And you don't even need to stop with "magical X"! There could be fantasy about people living in universes with screwed-up laws of physics, or any number of other bizarre perversions of the natural world the human mind can come up with.

Even if you don't be that crazy imaginative, there are those influences I talked about earlier. Humankind has been around for a while, and we've done some stuff. There's no limit to the amazing settings that can be invented by combining the cultural motifs of different civilizations at different times. Noir + South American/Mexican folklore = Grim Fandango. Pirates + Traditional RPG magic = Dubloon. Little-known folklore (psychopomps, black dog myths) + Gothic/steampunky architecture/atmosphere + British boarding school = Gunnerkrigg Court.

It's a real shame we don't see more of this in the mainstream.

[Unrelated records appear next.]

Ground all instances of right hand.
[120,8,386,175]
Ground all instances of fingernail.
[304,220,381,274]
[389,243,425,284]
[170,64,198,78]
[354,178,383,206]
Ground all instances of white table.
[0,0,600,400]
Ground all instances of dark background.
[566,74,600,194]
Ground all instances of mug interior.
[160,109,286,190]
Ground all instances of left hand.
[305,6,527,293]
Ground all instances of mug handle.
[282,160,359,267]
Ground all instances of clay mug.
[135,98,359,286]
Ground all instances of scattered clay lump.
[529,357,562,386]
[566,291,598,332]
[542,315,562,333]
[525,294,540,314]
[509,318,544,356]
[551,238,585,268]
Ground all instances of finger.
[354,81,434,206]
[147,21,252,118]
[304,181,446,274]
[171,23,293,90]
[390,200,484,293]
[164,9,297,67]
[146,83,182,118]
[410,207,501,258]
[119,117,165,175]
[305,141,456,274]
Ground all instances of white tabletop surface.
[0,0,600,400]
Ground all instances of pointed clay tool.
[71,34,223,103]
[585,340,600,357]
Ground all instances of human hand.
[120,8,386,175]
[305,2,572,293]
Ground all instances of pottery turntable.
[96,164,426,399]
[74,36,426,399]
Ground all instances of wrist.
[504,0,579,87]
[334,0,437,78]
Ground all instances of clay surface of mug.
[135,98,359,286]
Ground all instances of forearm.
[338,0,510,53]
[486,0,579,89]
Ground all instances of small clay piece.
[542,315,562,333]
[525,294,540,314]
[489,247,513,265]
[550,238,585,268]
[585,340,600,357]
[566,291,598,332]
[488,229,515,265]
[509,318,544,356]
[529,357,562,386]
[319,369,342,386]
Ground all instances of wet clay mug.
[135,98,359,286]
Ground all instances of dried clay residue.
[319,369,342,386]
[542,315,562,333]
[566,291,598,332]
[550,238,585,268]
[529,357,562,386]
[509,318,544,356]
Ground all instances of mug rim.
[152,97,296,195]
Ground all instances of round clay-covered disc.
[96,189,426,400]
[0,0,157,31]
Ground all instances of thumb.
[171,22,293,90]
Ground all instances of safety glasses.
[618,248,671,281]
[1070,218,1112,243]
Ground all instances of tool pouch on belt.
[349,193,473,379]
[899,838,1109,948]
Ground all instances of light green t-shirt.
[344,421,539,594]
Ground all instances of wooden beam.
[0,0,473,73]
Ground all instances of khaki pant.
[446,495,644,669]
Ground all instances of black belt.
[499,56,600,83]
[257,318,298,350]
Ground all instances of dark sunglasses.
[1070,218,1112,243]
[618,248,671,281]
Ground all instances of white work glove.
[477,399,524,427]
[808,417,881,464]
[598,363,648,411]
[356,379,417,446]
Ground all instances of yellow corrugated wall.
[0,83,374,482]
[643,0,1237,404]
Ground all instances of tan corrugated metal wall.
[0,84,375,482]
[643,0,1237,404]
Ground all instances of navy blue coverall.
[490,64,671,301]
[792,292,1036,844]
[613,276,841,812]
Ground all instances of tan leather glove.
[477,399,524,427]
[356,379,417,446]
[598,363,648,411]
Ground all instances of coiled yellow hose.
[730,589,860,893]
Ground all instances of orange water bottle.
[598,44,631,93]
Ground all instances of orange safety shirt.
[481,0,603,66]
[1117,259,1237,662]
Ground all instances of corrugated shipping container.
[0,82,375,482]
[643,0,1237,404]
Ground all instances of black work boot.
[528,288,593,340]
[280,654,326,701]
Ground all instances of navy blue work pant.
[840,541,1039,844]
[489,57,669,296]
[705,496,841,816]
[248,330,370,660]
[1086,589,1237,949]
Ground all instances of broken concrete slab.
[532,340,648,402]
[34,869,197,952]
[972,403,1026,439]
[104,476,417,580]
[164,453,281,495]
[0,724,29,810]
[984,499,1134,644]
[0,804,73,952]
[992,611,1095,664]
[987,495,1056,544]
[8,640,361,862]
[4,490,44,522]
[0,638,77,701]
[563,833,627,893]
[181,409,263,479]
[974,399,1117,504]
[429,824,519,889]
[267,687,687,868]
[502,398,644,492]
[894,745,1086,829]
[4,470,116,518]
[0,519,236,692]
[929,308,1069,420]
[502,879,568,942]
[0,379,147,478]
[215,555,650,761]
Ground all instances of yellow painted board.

Endlessly copying Tolkein is not only lazy, it's also tragic - by choosing one boring setting, you lose the chance to create something wonderful and new.


Assuming you actually managed to battle your way through that, bravo!

Edit

F1ak3r:

And you don't even need to stop with "magical X"! There could be fantasy about people living in universes with screwed-up laws of physics, or any number of other bizarre perversions of the natural world the human mind can come up with.

Now we just need a Terry Pratchett game! Seriously.

I just of another big known work of fantasy that throws new things at you all the time. The Neverending Story by Michael Ende (and the associated movies). In fact, it emphasizes the point of creating new things as one of the central themes running through.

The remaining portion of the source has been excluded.